The 14-year veteran had his best season with the Cubs in 2012, but it took six years for him to start to live up to the exorbitant contract given to him after his 2006 season. Soriano has been a much-maligned player in Chicago for his failure to live up to the lofty expectations that accompany the $136 million contract he signed, and wouldn’t you know he has his best season in a 101-loss season.
Soriano led the team with 32 home runs and had a career-high 108 RBI, while playing in 151 games. The hope is that Soriano gets out to a hot start and can be traded for a young prospect or two and will pay a healthy portion of the remaining dollars on his contract to get a deal done.
Despite nixing a trade to the San Francisco Giants last season—the eventual World Series Champions—Soriano would welcome a trade if it’s to a contender. One contender that could use a right handed power bat is the Detroit Tigers who could platoon him with left-hander Andy Dirks and also use him as a designated hitter to preserve the health of his legs.
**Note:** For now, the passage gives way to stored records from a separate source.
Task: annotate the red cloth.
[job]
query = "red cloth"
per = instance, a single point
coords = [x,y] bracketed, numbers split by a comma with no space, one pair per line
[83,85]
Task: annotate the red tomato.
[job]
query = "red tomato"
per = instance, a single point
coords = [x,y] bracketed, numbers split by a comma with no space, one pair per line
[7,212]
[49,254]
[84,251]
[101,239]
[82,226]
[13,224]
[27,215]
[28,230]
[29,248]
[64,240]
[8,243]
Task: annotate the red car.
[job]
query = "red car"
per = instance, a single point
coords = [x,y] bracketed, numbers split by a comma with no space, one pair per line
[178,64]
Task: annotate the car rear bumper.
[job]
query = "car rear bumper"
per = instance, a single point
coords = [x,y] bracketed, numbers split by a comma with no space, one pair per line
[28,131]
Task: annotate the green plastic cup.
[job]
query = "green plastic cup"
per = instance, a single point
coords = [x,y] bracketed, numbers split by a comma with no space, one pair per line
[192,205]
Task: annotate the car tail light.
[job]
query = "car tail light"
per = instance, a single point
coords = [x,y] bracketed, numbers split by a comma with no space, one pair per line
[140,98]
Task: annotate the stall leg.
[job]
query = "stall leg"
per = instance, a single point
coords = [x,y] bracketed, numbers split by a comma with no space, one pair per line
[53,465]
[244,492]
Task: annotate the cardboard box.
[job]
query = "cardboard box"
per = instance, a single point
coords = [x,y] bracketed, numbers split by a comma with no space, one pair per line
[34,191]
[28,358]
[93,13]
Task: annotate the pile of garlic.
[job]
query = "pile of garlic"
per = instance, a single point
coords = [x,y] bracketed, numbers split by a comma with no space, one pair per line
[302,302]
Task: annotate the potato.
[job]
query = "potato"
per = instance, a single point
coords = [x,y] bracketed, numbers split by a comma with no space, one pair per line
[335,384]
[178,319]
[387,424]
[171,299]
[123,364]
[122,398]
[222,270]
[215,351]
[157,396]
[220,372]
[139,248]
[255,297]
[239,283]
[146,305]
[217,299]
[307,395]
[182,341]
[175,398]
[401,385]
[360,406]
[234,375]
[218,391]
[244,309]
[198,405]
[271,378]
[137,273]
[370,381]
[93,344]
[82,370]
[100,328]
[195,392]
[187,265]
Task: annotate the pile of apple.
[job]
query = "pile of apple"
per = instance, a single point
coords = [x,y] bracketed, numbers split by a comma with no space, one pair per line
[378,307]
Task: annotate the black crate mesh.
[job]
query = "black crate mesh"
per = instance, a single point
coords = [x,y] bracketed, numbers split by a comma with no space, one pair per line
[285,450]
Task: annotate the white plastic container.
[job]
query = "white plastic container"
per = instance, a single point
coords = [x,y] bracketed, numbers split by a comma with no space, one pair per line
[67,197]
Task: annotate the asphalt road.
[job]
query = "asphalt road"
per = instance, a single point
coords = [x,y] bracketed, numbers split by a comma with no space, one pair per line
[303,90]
More teams will emerge during the first two months of the season as injuries mount and teams get a better feel for their own players in their farm system that may not be ready to contribute thus necessitating a trade.
Soriano won’t just be a salary dump, however, as he has been producing at a very high level and is a beloved figure in the Cubs clubhouse. He may prove to be more worthy to the Cubs because he can provide protection for Starlin Castro and Anthony Rizzo in the lineup, so if the Cubs don’t get any offers to their liking they can elect to keep him for another year.
However, I think the likelihood is that Soriano’s tenure will be coming to an end here in Chicago in the next three and a half months. Hopefully he brings back a young arm and a quality third base prospect.